Prevotella spp., C. coccoides and C. leptum populations were investigated due to their importance for a healthy microbiome [17, 20, 21, 25]. We found that direct enumeration of Clostridium spp. correlated with the qPCR results for C. coccoides based on the specificity of this primer pair for clostridia species commonly isolated from gut model samples; however, not all Clostridium species were amplified. Correlation between culture of Clostridium spp. and the qPCR assay for C. coccoides mostly differed during clindamycin dosing period, when culture showed a high decline in clostridia counts that was less noticeable by qPCR. Within the Clostridium genus, C. coccoides (Clostridium cluster XIVa) and C. leptum (Clostridium cluster IV) are two highly predominant groups of the human gastrointestinal tract [17, 18, 20, 25]. Each of these groups is complex, with C. cocoides being closer in composition to the Lachnospiraceae family and C. leptum to the Ruminococcaceae family. C. coccoides includes Butyrivibrio, Clostridium, Coprococcus, Dorea, Eubacterium, Lachnospira, Roseburia, and Ruminococcus species, and C. leptum includes Clostridium, Ruminococcus, Eubacterium and Faecalibacterium prausnitzii species [18, 19, 25, 29]. Since several bacterial populations are represented in the C. coccoides group, it is likely that some species within the group were less disturbed by clindamycin instillation, which was reflected in the qPCR assay results.
In this study, C. difficile was investigated using two qPCR assays, one for the species 16S region and other for the housekeeping gene gluD. Results consistently showed C. difficile levels ~ 1 log10 copies/μL higher in the 16S gene assay compared to the gluD assay. Concentrations of C. difficile genomic DNA ranging from 12.5 ng to 0.024 ng were tested with both primer sets, showing results ~ 1.5 log10 copies/μL higher in the 16S assay compared to gluD. As C. difficile genome has 11 copies of the 16S rRNA operon and 1 copy of the gluD gene  this could possibly explain the apparent higher sensitivity of the 16S qPCR assay.

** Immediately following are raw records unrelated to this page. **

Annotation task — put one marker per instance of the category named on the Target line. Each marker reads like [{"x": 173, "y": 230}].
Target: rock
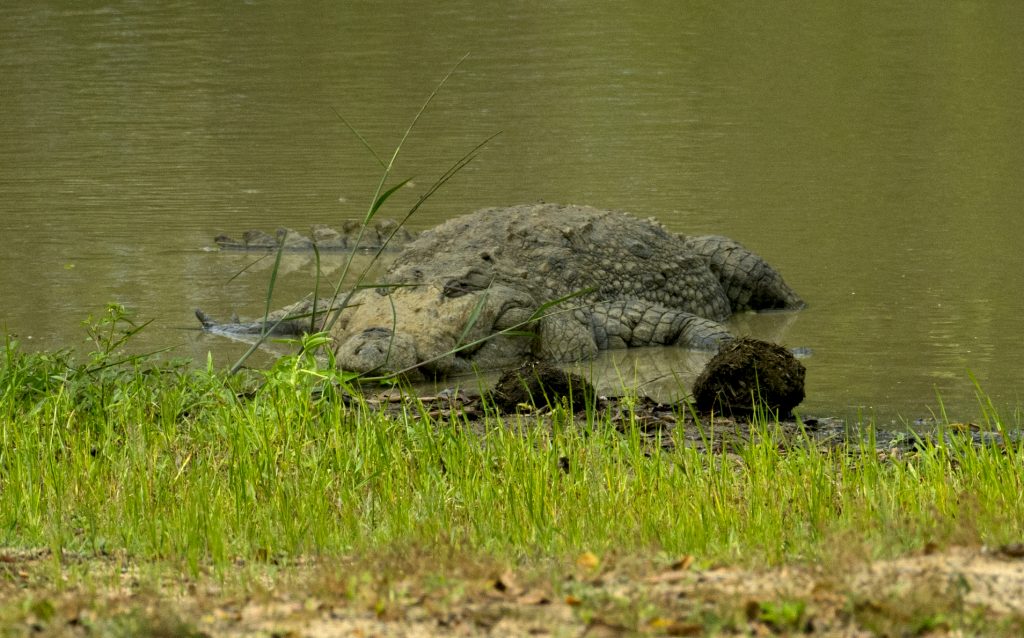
[
  {"x": 541, "y": 385},
  {"x": 745, "y": 370}
]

Overall, both quantitative analyses of gastrointestinal bacterial populations showed an earlier reconstitution of the gut microbiota in the models that received an FMT. Although both assays provide absolute quantification data, they have different limits of detection. As example, Bifidobacterium spp. was periodically undetectable by direct culture, whereas all commensal populations remained detected by qPCR throughout the experiment. Although the assays showed a good correlation, an improvement is likely to be observed if the limits of detection of both methodologies are taken into consideration. qPCR allowed us to monitor bacterial groups that would otherwise not be possible to investigate and offered a shorter turnaround time (less than 24 h) for results compared with culture. In addition to its high sensitivity, qPCR also allowed analysis of higher number of technical replicates adding the possibility of statistical analysis. However, by detecting DNA, we are unable to distinguish between viable and non-viable cells. Despite having a slower turnaround time, particularly for anaerobic populations that require 48 h incubation, the culture results reflect cell viability and coupled with MALDI-TOF identification, provided additional quantitative information on the most abundant bacterial species in the gut model at a given time. This allows for a better understanding of any specific pathways that may be active and their potential relevance in disease. Studies involving monitoring of multiple populations by culture assay can be challenging, however, for the phylogenetically inconsistent clostridia genus , the use of a single selective medium in this study allowed the monitoring of high abundant Clostridium species. Additionally, with bacterial culture, we were able to monitor C. difficile at different stages of the bacteria life cycle, by differentiate spores and vegetative cells which was not possible using qPCR.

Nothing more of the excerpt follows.